Oliver Günther (born 22 October 1961 in Stuttgart) is president of the University of Potsdam and former president of the German Informatics Society (GI).

== Education ==
He holds a Diploma in Industrial Engineering from the University of Karlsruhe, and M.S. (1985) and Ph.D. degrees (1987) in Computer Science (advisor: Eugene Wong) from the University of California, Berkeley.

==Career==
Before becoming assistant professor at the University of California, Santa Barbara (UCSB) in 1988, Günther worked as a post-doc at the International Computer Science Institute (ICSI). From 1989 to 1993, he worked at FAW Ulm (Forschungsinstitut für anwendungsorientierte Wissensverarbeitung). From 1993 until 2011 Günther was Professor of Information Systems at Humboldt-Universität zu Berlin. From 2006 until 2011 he also served as Dean of Humboldt's School of Business and Economics. He was elected president of the University of Potsdam effective 2012.

Günther's research includes enterprise information systems, IT strategy, and digital asset management. He has served as an associate editor for academic journals. He has held visiting faculty positions at the European School of Management and Technology, the École Nationale Supérieure des Télécommunications and the Pôle universitaire Léonard-de-Vinci, UCSB, and the University of Cape Town.

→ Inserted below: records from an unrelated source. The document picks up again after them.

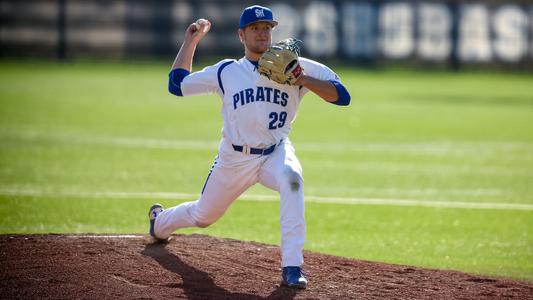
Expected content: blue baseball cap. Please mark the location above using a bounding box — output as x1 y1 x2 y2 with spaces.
239 5 278 29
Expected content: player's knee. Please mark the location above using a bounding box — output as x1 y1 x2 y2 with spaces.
196 221 213 228
194 216 217 228
285 168 303 192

Günther has served as a consultant and board member to various government agencies and high-tech companies. He was chairman of the board of Poptel AGand chief technology officer of Teamtoolz, Inc., a San Francisco-based cloud service provider for the marketing and advertising industry. Commissioned by the German Ministry of the Interior, he currently coordinates the foundation of a business process library for the German public administration.

==Honors==

- 2014 Doctor of Humane Letters honoris causa), American Jewish University, Los Angeles
- 2018 Member, German Academy of Science and Engineering acatech
- 2019 Fellow, German Informatics Society (GI)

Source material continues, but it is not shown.